In 1926, West Manayunk Fire Station become a physical reality and, that same year, two modernized La France fire trucks were housed. A decade later, growing out of its original space, the fire station was enlarged to its present status. The name change to the Belmont Hills Fire Company was officially adopted in the late 1950s. In the late sixties, due in part to the proximity of the newly constructed Schuylkill Expressway, in addition to the need for a township rescue unit, the Belmont Hills Fire Company was designated as a heavy rescue squad.

In 1948, an explosion in the quarry off of Rock Hill Road caused an explosion so intense that a 30 pound stone was launched onto the lawn of a home on Maple Avenue near the quarry. While no one was hurt in the event several residents reported broken windows and cracked ceilings within their homes.

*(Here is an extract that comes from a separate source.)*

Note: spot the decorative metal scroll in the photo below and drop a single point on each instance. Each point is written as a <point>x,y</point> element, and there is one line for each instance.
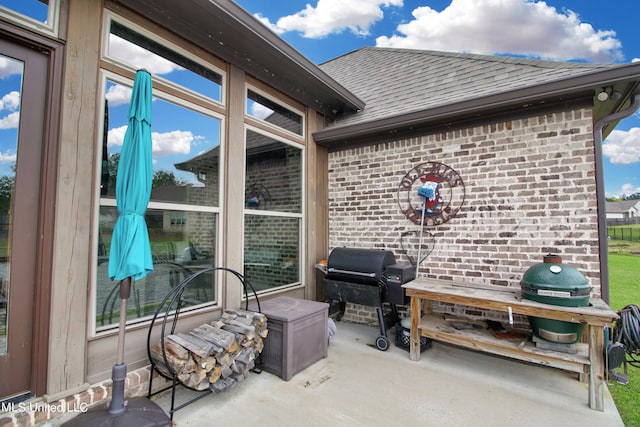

In 1975, Belmont Hills changed its zip code from the Manayunk 19127 zip code to the Bala Cynwyd 19004 zip code; to accurately reflect the town’s location within Montgomery County.

==Commercial district==
Belmont Hills has no commercial district. The closest thing to a main street is Marywaters Ford Rd./Ashland Ave., entering the town limits from the west, running by the pool, library, and McMorran Park and ending as the road merges into Jefferson Street just 0.6 miles from end to end.